Perhaps you could have retreated back home and perhaps not. I don't clearly understand from your account whether or not you had that option. If you did not, you did not.... and that's that.
Assuming you were stuck where you were and could not retreat, he comes on with the bat. You had what you had in terms of a weapon. No criticism from me there. You make do with what you have.
I believe that I would have let him bang the on car and windows, because perhaps he would have given up after a few blows, having made his jerk point. That is, if you were really stuck and could not retreat by putting the car in reverse. If you coulda, you probably shoulda. But let's just assume you couldn't. Either way, you found yourself where you found yourself and you didn't do anything "wrong" and in no way deserved what came.
Had a window been broken, I would then have feared for the safety of myself and my family and would have felt justified shooting him. Any reasonable person would agree that severe bodily harm was imminent. That would have been sufficient justification for me. I would not have waited any longer and there would have been no more "benefit of the doubt" for the jerk-turned-assailant. At some point, I say you simply need to stop thinking, make a decision on a course of action.... and then simply act.
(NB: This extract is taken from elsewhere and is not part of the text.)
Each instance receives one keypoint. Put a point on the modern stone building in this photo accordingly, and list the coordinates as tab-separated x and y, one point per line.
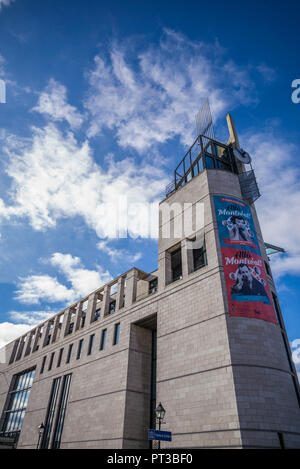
193	335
And I really believe that I would have shot him.
Your situation struck me because I was myself in a very similar situation before cell phones. Stuck in traffic in a busy city neighborhood. Could not go forward, could not go back. No retreat except for perhaps getting out of the car and trying to outrun him. Obvious drug head behind me who was pissed about something I must have done in traffic gets out of his car and starts banging hard on my drivers side window with a knife butt screaming "I'm gonna kill you, MF", etc. I remained calm. He kept amping up the threats and the pounding. When I saw him get out of the car, I had enough time to rack a round into the chamber. I stared straight ahead, avoiding eye contact. I said nothing and did not engage in any way. Had the pistol off safety under my right thigh holding it with my right hand. I didn't want him to see the gun. I really doubted that the window would hold. I decided then and there that if he broke the window, I would shoot him. Twice. I would not have waited for further justification or for the events to get worse. I can't believe how calm I was during.....but I was really freaked afterwards.
Like you, I couldn't believe that some jerk would go to this far over the top over nothing. It took me a few seconds to get past that and to face the threat for what it in fact was. And I also still can't believe how clear my thinking was and how quickly the decision came. Time slowed down to nothing. It really did. I have no regrets whatsoever of the course of action I chose, although I am really thankful I didn't have to shoot.
As it turned out, several people had stopped on the sidewalk and gathered during the spectacle. I believe the crowd amassing is what convinced him to give it up. Traffic started moving, and so did I.